Similarly robust increases have been posted by Canadian Pacific, (CP)
Kansas City Southern, (KSU)
Norfolk Southern, (NSC)
Canadian National Railway, (CNI)
Union Pacific (UNP) and
Burlington Northern Santa Fe. (BNI)
Pleasant Surprises
The stock turnaround is partly the result of calmed
nerves, Hatch says. He cites a string of solid
earnings reports, which
helped restore confidence in the sector.
"People lowered their expectations of rail stocks due
to the economy, but these companies consistently produce upside
earnings surprises," he said.
Each of the seven major railroad stocks topped
fourth-quarter earnings estimates, some by a wide margin. Each also
grew earnings year over year. That''s something rival freight haulers —
including many top trucking firms — didn''t do.
One of the rail sector''s advantages is its deep ties
to markets that are doing well right now, including grains, coal and
chemicals.
The wild card is whether those markets are enough to
offset some of the industry''s nagging problems, including the threat of
flat or declining carload volumes.
It''s a particular risk in the
intermodal sector,
which uses a combination of trains and trucks to move imported goods
from port cities to the rest of the continent.
Overall carload volume in the rail industry was down
about 1% during the first seven weeks of the year, says Citigroup
analyst John Kartsonas.
He expects volumes to be flat this year amid a
continued decline in imports. As U.S. consumers scale back on spending,
retailers order fewer goods from foreign suppliers.
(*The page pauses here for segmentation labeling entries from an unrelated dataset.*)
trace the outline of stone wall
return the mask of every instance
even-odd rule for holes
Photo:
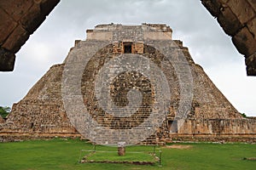
[[[150,37],[147,35],[148,33],[154,34],[154,31],[148,31],[147,29],[143,31],[143,28],[145,26],[147,25],[143,24],[132,27],[122,26],[121,25],[107,25],[104,27],[102,25],[96,26],[96,34],[101,36],[92,36],[94,31],[92,30],[90,31],[90,36],[89,36],[88,40],[76,41],[75,47],[71,48],[64,63],[52,66],[32,88],[26,96],[13,105],[12,111],[6,122],[0,124],[0,136],[3,137],[3,140],[7,140],[9,136],[13,139],[12,140],[17,139],[19,135],[22,139],[25,137],[40,138],[40,136],[47,138],[55,135],[61,137],[79,136],[73,126],[74,122],[72,123],[67,116],[67,110],[64,109],[61,83],[62,81],[68,81],[62,77],[67,63],[71,62],[72,66],[79,66],[83,60],[87,59],[86,57],[90,57],[90,60],[88,59],[86,66],[83,67],[82,79],[79,84],[81,94],[76,94],[75,97],[82,96],[83,105],[89,110],[93,121],[109,129],[132,129],[142,124],[152,115],[152,110],[154,110],[152,105],[155,102],[156,92],[155,88],[144,74],[137,71],[124,72],[115,76],[110,83],[110,96],[113,102],[118,106],[123,107],[129,104],[127,103],[129,90],[134,88],[141,92],[142,107],[131,116],[116,116],[109,114],[99,105],[96,97],[96,78],[101,69],[103,66],[106,70],[111,70],[113,66],[117,67],[117,65],[107,65],[106,67],[106,63],[109,63],[110,60],[120,54],[128,53],[134,55],[140,54],[154,63],[166,75],[172,92],[169,99],[171,105],[167,108],[167,115],[164,118],[164,122],[152,136],[144,141],[144,144],[168,142],[172,139],[215,141],[216,139],[226,141],[247,140],[255,142],[256,119],[247,119],[241,116],[216,88],[203,69],[199,65],[195,64],[188,48],[183,47],[181,41],[173,41],[171,38],[172,29],[161,25],[159,29],[168,28],[166,31],[169,32],[167,32],[166,37],[169,39],[166,40],[166,37],[164,37],[160,41],[163,36],[159,36],[159,32],[156,32],[155,36],[153,36],[152,39],[148,41],[151,44],[146,44],[143,41],[136,40],[136,38],[148,40]],[[150,27],[150,26],[148,26]],[[119,32],[115,32],[116,28]],[[144,31],[148,32],[144,34]],[[108,45],[90,55],[90,50],[93,50],[93,48],[102,42],[100,38],[106,41],[106,37],[102,32],[108,36],[112,35],[108,40],[119,38],[119,41],[107,43]],[[125,34],[122,32],[125,32]],[[168,48],[169,53],[171,53],[168,54],[169,55],[173,54],[174,50],[178,50],[181,52],[180,54],[184,56],[185,62],[189,65],[193,78],[193,84],[191,84],[193,99],[188,116],[183,125],[181,125],[181,120],[176,118],[180,105],[179,101],[182,98],[180,82],[178,82],[178,76],[180,75],[177,75],[177,71],[175,70],[175,65],[172,63],[174,61],[168,61],[166,55],[152,46],[154,42],[156,42],[157,44],[162,44],[166,48]],[[70,56],[74,54],[75,50],[78,50],[78,54],[71,58]],[[177,59],[180,58],[179,55],[177,57],[178,57]],[[128,67],[132,66],[129,63],[126,65]],[[140,68],[143,70],[143,68],[149,67],[147,63],[141,63],[138,65],[138,69]],[[69,67],[66,67],[65,71],[68,71],[68,69]],[[64,73],[66,73],[65,71]],[[76,80],[79,75],[78,72],[75,73],[72,77],[68,77],[70,78],[69,81],[74,84],[76,82],[73,79]],[[183,76],[187,76],[187,75]],[[108,81],[104,83],[108,83]],[[72,106],[77,112],[79,112],[80,110],[76,106],[75,102],[74,100],[72,103]],[[83,133],[95,132],[88,132],[84,129]]]
[[[15,54],[59,2],[0,1],[0,71],[14,70]]]
[[[201,3],[245,56],[247,75],[256,76],[256,2],[201,0]]]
The result is less
intermodal business, which drove the rail industry''s growth over the
past three years.
"We began to see our first negative volumes in
August," Kartsonas said. "If the retailers are not willing to buy a
lot, it has very negative effect on imports and intermodal."
Imports to the Port of Los Angeles hit a high of 8.5
million containers in 2006, but slipped to 8.4 million in 2007. Much of
the slowdown has been in goods coming from China.
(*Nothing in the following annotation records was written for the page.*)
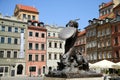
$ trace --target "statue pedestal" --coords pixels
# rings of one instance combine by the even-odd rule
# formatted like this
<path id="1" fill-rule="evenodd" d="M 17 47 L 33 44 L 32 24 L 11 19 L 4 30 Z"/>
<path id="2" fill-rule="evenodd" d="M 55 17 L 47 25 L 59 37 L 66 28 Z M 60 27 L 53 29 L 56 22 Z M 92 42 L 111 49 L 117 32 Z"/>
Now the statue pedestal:
<path id="1" fill-rule="evenodd" d="M 90 77 L 90 78 L 56 78 L 44 77 L 43 80 L 104 80 L 103 77 Z"/>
Some railroads are better positioned than others to weather the economic crunch, analysts say.
"Given where we are in the economic cycle, we
continue to favor less cyclical railroads with higher exposure to the
''holy trinity'' of freight: agriculture, coal and intermodal," Longbow
Research analyst Lee Klaskow wrote in a Feb. 21 industry report.
He cites Burlington Northern, Canadian Pacific and Norfolk Southern as having the strongest positions in those markets.
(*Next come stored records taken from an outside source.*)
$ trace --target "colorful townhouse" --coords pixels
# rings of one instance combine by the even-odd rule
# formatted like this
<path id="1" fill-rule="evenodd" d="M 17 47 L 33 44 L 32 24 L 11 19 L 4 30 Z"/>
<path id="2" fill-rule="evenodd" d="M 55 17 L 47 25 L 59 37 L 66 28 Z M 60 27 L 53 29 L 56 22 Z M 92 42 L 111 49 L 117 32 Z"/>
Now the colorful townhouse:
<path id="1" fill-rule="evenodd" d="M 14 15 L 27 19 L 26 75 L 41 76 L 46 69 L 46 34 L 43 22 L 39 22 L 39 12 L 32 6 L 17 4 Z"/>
Most analysts see sluggish top-line growth in the
near term. The top railroad stocks are expected to grow revenue in the
mid-single digits this year. That''s about the same as last year but
down from 2006, when six of the top seven players grew revenue in
double digits.
"I wouldn''t expect to see any major upside revenue
surprises," Kartsonas said. "I would say any surprise would come on the
downside rather than the upside the way economy shaping up."
He also downplays the sector''s ability to beat profit views, saying cost efficiencies have played a big part.
"You want an environment where you see strong
earnings growth because of fundamentals, not because you''re able to
save a lot here and there," Kartsonas said.
Still, Hatch says the fact that rail operators are
able to grow at all is a testament to the sector''s competitiveness in
an increasingly tough market.
"The railroads are growing in importance in terms of
market share," he said. "The trucking competition has a lot of issues:
labor turnover, road congestion, the high cost of fuel. Whenever you
can gain market share in this type of environment it''s a positive."